Context trees

Variable Length Markov Chain (VLMC) models provide parsimonious high order Markov chains which can have a finite but long memory without suffering from the computational and estimation problems associated to dense high order Markov chain. This is achieved using the notion of context.

Contexts

Definition

We consider a time series \(x=(x_i)_{i\geq 1}\) with values in a finite set \(S\), its state space. A context \(c\) is a finite sequence of elements of \(S\), \(c=(c_1, \ldots, c_k)\) observed in \(x\). \(c\) is observed in \(x\) if there is \(t\) such that \[ x_{t-1}=c_1, x_{t-2}=c_2, \ldots, x_{t-k}=c_k. \] Notice that \(c\) is written in a reverse order, in the sense that \(c_1\) is the most recent value in \(x\) while \(c_k\) is the oldest one. Thus the sub-sequence observed in \(x\) is \((c_k, c_{k-1}, \ldots, c_1)\). We follow Bühlmann and Wyner convention.

For instance, if \(S=\{0, 1\}\) and \(x=(0, 0, 0, 1, 1, 1)\)

Context trees

The contexts of a time series can be represented by a tree. The root of the tree stands for the empty context. The children of the root represent the contexts of length 1. In general, if a node represents the context \(c=(c_1, \ldots, c_k)\), then contexts of the form \(c'=(c_1, \ldots, c_k, c_{k+1})\) are represented by the children of the node.

Let us consider again \(x=(0, 0, 0, 1, 1, 1)\) and all contexts that appear at least twice in \(x\) (i.e. which are observed for at least two different values of \(t\)). An ASCII art representation of the corresponding context tree is:

*
+-- 0
|   '-- 0
'-- 1

The tree represents 2 size one contexts (\((0)\) and \((1)\)), the direct children of the root (shown as a star *). It represents in addition 1 size 2 contexts, \((0, 0)\). Notice that for instance, \((0, 1)\) is not a context in the tree as the node of context \((0)\) has only one child labelled by \(0\).

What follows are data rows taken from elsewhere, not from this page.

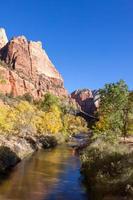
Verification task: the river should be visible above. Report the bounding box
[0,145,88,200]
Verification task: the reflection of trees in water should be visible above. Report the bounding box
[0,147,76,200]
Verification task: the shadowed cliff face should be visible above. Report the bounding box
[0,29,67,99]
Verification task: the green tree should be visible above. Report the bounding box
[39,93,60,111]
[95,80,128,139]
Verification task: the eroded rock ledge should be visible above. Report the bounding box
[0,29,68,99]
[0,135,57,175]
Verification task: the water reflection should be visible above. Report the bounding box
[0,146,87,200]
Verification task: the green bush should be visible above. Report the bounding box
[81,139,133,200]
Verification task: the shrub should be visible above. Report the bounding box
[62,114,88,136]
[81,140,133,200]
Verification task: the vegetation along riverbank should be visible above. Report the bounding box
[81,81,133,200]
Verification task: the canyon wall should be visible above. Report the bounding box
[0,29,68,99]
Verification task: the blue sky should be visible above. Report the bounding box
[0,0,133,92]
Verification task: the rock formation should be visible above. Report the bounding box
[0,29,68,99]
[71,89,99,115]
[0,28,8,49]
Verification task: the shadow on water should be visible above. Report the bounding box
[0,146,88,200]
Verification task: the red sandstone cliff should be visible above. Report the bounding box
[0,29,68,98]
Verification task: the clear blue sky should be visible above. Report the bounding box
[0,0,133,92]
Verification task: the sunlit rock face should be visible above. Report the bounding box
[71,89,99,115]
[0,28,68,98]
[0,28,8,48]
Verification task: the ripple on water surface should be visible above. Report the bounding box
[0,146,88,200]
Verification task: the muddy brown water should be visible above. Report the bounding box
[0,146,89,200]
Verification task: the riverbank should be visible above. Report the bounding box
[0,135,58,174]
[81,138,133,200]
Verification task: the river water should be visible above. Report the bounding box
[0,146,88,200]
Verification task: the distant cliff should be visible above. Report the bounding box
[0,29,68,99]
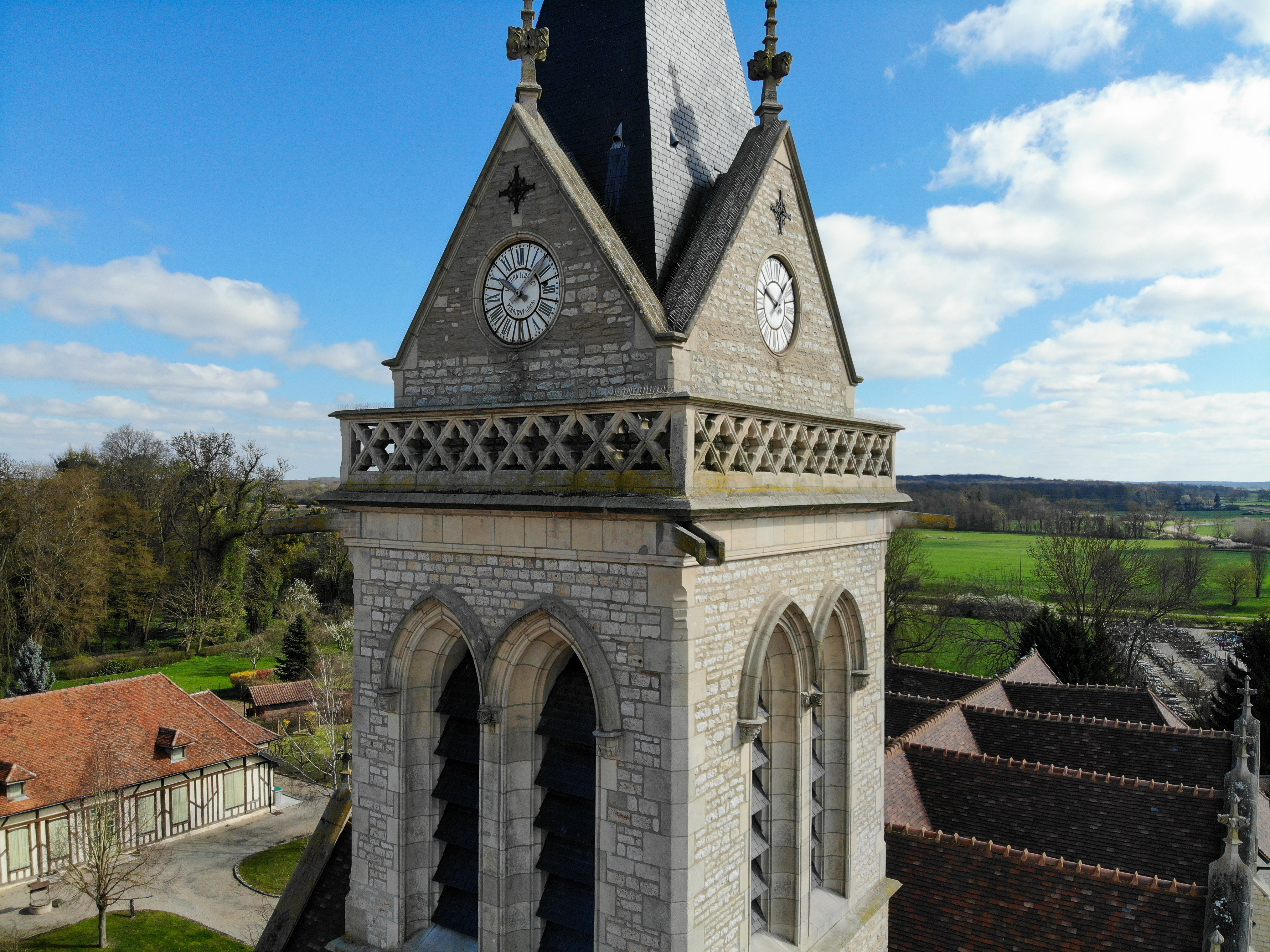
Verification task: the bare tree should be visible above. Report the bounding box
[1213,564,1255,608]
[884,529,933,656]
[274,655,352,787]
[61,753,168,948]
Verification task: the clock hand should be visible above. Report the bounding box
[516,255,550,294]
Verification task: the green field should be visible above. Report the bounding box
[53,655,276,694]
[22,911,251,952]
[916,529,1270,618]
[239,836,309,896]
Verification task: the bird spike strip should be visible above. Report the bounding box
[903,741,1226,799]
[884,821,1208,896]
[960,702,1233,739]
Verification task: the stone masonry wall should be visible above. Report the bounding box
[347,513,886,952]
[395,132,657,406]
[687,135,855,415]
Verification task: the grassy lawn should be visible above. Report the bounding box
[239,836,309,896]
[918,529,1270,618]
[53,655,274,693]
[24,911,251,952]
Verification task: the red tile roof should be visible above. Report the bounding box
[0,674,268,816]
[886,742,1224,882]
[189,691,278,746]
[886,824,1205,952]
[246,680,314,707]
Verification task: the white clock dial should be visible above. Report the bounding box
[754,258,798,354]
[481,241,560,344]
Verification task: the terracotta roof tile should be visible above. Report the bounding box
[190,691,278,746]
[246,680,314,707]
[886,825,1205,952]
[0,674,264,816]
[886,742,1223,882]
[885,664,989,701]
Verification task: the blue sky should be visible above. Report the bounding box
[0,0,1270,480]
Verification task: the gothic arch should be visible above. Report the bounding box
[736,593,819,721]
[376,585,486,710]
[481,595,622,734]
[812,582,870,691]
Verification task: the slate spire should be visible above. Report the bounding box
[537,0,754,291]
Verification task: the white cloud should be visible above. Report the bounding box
[935,0,1133,72]
[0,340,282,392]
[0,202,57,241]
[285,340,392,383]
[0,254,301,355]
[1162,0,1270,46]
[820,60,1270,377]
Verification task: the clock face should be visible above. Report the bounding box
[481,241,560,344]
[754,258,798,354]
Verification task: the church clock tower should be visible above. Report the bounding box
[325,0,907,952]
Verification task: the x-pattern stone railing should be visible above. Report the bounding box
[694,409,894,476]
[348,409,672,475]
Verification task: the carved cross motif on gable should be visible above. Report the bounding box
[772,190,794,235]
[498,165,537,215]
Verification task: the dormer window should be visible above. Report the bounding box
[0,760,36,801]
[155,727,194,764]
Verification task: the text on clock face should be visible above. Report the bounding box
[481,241,560,344]
[754,258,798,353]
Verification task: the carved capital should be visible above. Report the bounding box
[736,717,767,744]
[591,731,622,760]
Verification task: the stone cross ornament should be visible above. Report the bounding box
[747,0,794,123]
[507,0,551,112]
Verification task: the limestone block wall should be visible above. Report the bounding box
[345,511,889,952]
[394,133,657,406]
[686,137,855,415]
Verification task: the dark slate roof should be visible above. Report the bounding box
[886,664,989,701]
[283,823,353,952]
[1002,682,1186,727]
[886,744,1224,883]
[960,706,1232,787]
[886,826,1206,952]
[662,121,789,333]
[537,0,759,287]
[885,691,949,737]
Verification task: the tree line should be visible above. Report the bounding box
[0,425,352,688]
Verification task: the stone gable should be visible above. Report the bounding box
[392,113,657,406]
[686,133,855,416]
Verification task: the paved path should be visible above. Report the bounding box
[0,777,328,944]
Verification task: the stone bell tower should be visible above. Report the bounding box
[325,0,907,952]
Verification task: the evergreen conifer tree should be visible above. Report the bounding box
[274,612,318,680]
[1204,614,1270,731]
[13,639,56,694]
[1019,605,1120,684]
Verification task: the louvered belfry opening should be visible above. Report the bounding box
[749,688,772,932]
[534,656,596,952]
[432,652,480,938]
[812,707,825,886]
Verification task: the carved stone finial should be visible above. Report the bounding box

Extracting contexts from a time series in mixvlmc

Mixvlmc can be used to compute all the contexts of a time series using the ctx_tree function/constructor as follows:

x <- c(0, 0, 0, 1, 1, 1)
library(mixvlmc)
x_ctx <- ctx_tree(x)
x_ctx
#> Context tree on 0, 1 
#>  Number of contexts: 3 
#>  Maximum context length: 2

The result of ctx_tree() is a ctx_tree object. It can be drawn using ascii art

draw(x_ctx)
#> *
#> +-- 0
#> |   '-- 0
#> '-- 1

The default extraction is done with min_size=2 and max_depth=10 which means that

Notice that the number of potential contexts grows exponentially with the length of the time series and it is therefore advisable to keep max_depth to a reasonable value. Let us consider a simple example.

set.seed(0)
y <- sample(c("a", "b", "c"), 100, replace = TRUE)
y_ctx_def <- ctx_tree(y)
y_ctx_def
#> Context tree on a, b, c 
#>  Number of contexts: 77 
#>  Maximum context length: 6

With the default parameters, we end up with already 77 contexts. Setting min_size=1 gives an unreasonable number of contexts:

y_ctx_min_1 <- ctx_tree(y, min_size = 1)
y_ctx_min_1
#> Context tree on a, b, c 
#>  Number of contexts: 602 
#>  Maximum context length: 10

If we raise the depth limit, the number of contexts keeps increasing:

y_ctx_min_1_d_15 <- ctx_tree(y, min_size = 1, max_depth = 15)
y_ctx_min_1_d_15
#> Context tree on a, b, c 
#>  Number of contexts: 1037 
#>  Maximum context length: 15

Contexts can be extracted from a context tree using the contexts function as follows:

contexts(x_ctx)
#> [[1]]
#> [1] 0 0
#> 
#> [[2]]
#> [1] 0
#> 
#> [[3]]
#> [1] 1

In general, the raw list of contexts is not very useful and contexts can be parametrized to give additional information about the contexts. In the simple case of ctx_tree, setting the frequency parameter to "total" or "detailed" gives access to the distribution of \(x_t\) for all the \(t\) at which a context appears.

contexts(x_ctx, frequency = "total")
context freq
0, 0 2
0 3
1 2

With frequency = "total", we obtain a data frame with a column freq that contains the number of occurrences of each context.

contexts(x_ctx, frequency = "detailed")
context freq 0 1
0, 0 2 1 1
0 3 2 1
1 2 0 2

With frequency = "detailed", we obtain in addition a column for each value in the state space \(S\) which contains the distribution of \(x_t\) for the occurrences of each context. For instance in the table above, the context \((0, 0)\) appears twice in \(x\) and is followed once by \(0\) and once by \(1\).